Bölüm 27 - Kararsızlık

"Ocria'dan çıkacağız."

Ivan ellerine dayadığı başını hızla kaldırdı. İfadesinde çaresizlikle yoğrulmuş bir öfke vardı. Mateusz'a, sanki az önce duyduğu en aşağılık şeyi söylemiş gibi baktı.

"Hâlâ nasıl bunu söyleyebiliyorsun?" diye sordu, burnundan soluyarak. Sonra hızla doğruldu, sanki bedenindeki gizli bir güç kaynağını bulmuş gibi canlanmıştı. "Bunlara rağmen!" diye kükredi ve sonra eline gelen her şeyi tutup bir o yana bir bu yana fırlatmaya başladı. Cisimler elinden çıktığı anda kül yığınına dönüşüyordu.

"Kendine gel." dedi Mateusz, çevik bir hareketle Ivan'ın kolunu yakalayarak. Elindeki yarısı yanmış kitabı alıp masaya fırlattı. "Ne yapıyorsun?"

"Asıl sen ne yapıyorsun?" dedi Ivan, kolunu çekip kurtararak. Sonra Mateusz'un üzerine doğru yürümeye başladı. "Hâlâ göremiyor musun be? Bitti işte! Her şey bitti!"

"Bitmedi." dedi Mateusz ve elini önüme doğru bariyer gibi uzatarak geriye gitmemi işaret etti. Sanki Ivan'ın üzerimize atılacağını düşünüyor ve güvenli bir yere geçmemi istiyordu. Hiç düşünmeden gerilemeye başladım. Ellerimi arkamda tutarak orada herhangi biri cisim olup olmadığını yokluyor ve gerilemeye devam ediyordum. Sonunda hâlâ sıcacık olan metale temas ettiğimde acıyla kavrulan ellerimi önüme çekerek durdum. Ufak bir yanıktan mızmızlanmak için iyi bir vakit değildi.

"Sen aklını kaçırmışsın!" dedi Ivan ve ilerlemeyi kesti. Arkasını dönüp odanın diğer tarafına doğru yürümeye başladığında çıldırmış gibi gülüyordu. "Kafayı yemişsin sen! Keçileri kaçırmışsın! Yok, gerçekten... Delirmişsin."

"Sakin ol dostum." Mateusz avuç içlerini Ivan'a doğru kaldırmıştı, onu kendisinden zarar gelmeyeceğine ikna etmeye çalışıyordu.

"Neden sakin olayım?" diye bağırdı Ivan, tekrar Mateusz'a dönerek. Artık gülmüyordu, bakışları alev almıştı. Odadaki duman kokusundan bile keskindi sesi. "Bugün az kalsın Lucia'ya dokunacaklardı. Ona zarar vereceklerdi.
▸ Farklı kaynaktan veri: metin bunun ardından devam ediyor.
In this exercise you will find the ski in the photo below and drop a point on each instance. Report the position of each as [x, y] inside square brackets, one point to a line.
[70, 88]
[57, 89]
Nasıl sakin olmamı bekliyorsun? Bunu görmezden mi geleyim? Unutayım mı?"

"Sana unut demiyorum." dedi Mateusz, ellerini indirerek. "Sadece, asıl düşmanın kim olduğunu görmeni istiyorum. Çünkü sen de biliyorsun, eğer Ocria'dan şimdi çıkmazsak seni sürekli aynı şeyle tehdit edecekler. Burada kalırsak Lucia her zaman tehlikede olacak."

"Bunu bilemezsin!" dedi Ivan. "Bana zekilik taslama! Eğer şu saçma planların olmasa böyle bir şey yaşamayacaktık! Bunların hepsi... hepsi de senin yüzünden!"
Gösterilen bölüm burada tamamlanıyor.